LOGINThe eighty dollars lay splayed on the enormous, polished mahogany desk, mocking the gold accessories and imported marble statues of the room. I had the antique cigar box, the cheap, worn gym bag, and the horrifying certainty that I had to leave now.
But I couldn't just vanish.
Mom.
The thought of her walking into the empty apartment, finding no note, calling my phone and getting no answer—the thought of her sinking back into the despair she had just escaped—was worse than facing Dmitri’s final, killing rage. I owed her an explanation, a gentle lie to cushion the inevitable shock.

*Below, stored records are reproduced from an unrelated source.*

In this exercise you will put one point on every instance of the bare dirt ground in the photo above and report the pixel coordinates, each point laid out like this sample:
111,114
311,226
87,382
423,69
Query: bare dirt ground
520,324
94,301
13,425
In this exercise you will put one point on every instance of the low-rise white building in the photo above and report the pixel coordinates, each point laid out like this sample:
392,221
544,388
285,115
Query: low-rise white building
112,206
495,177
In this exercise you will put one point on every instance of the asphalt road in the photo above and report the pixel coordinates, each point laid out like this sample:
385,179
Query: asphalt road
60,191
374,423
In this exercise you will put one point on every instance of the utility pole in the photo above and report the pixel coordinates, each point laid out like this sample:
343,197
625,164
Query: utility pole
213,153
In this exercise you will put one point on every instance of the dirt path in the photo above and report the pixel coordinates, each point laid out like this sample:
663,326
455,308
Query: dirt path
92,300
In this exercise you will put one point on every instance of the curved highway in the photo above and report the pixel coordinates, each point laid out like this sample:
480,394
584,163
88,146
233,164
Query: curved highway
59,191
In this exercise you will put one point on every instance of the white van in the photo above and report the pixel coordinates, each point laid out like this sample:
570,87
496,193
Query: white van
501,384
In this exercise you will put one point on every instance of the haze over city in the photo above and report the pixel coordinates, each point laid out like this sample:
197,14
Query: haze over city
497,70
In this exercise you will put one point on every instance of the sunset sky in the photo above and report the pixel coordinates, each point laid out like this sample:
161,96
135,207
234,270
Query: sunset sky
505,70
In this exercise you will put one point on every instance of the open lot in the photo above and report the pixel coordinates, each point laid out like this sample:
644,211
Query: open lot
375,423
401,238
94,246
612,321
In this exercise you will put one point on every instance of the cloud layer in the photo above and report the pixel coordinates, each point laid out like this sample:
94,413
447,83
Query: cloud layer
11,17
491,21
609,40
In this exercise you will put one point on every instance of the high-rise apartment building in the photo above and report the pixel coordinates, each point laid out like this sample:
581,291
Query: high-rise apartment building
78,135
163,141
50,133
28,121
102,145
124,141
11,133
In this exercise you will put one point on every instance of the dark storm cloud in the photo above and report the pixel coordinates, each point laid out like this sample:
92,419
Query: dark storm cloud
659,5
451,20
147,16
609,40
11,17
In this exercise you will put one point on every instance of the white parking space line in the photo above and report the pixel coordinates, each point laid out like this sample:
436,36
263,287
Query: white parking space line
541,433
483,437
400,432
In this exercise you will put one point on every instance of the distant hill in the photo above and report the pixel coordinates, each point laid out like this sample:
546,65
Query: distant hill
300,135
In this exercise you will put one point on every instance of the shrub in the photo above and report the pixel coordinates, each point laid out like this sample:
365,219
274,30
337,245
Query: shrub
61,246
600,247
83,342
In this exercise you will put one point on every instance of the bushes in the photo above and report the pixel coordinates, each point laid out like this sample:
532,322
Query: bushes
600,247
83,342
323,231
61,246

I found a plain sheet of Volkov stationery—thick, cream-colored paper—and a heavy fountain pen that felt alien in my hand. It was the pen of a powerful man, not a fleeing coward.
I stared at the pristine paper.
What do I write?
’Dear Mom, I’m running away because your fiancé’s twin sons are sharing me as a property in a very dark, possessive, yet somehow protective arrangement, and I can’t handle the guilt of your happiness.’
I laughed, a sharp, ragged sound that quickly devolved into a choke. That was the truth, and the truth would kill her faster than my absence.
’Dear Mom, the gallery failed, and I took all the Volkov money and ran.’
A simpler lie, a cleaner betrayal. But she would believe I ruined her perfect financial structure, and that lie would shatter her faith in everything.
I put the pen down. My hands were shaking again.
My breathing was shallow, hitched with the residual panic. I walked away from the desk, trying to find a corner of the room where I could escape the scrutiny of my own memories.
I remembered last week, when Ivan had found me staring blankly at a canvas, unable to paint anything but chaotic darkness. He hadn't mocked me. He had simply stood behind me, his voice a low, insistent hum.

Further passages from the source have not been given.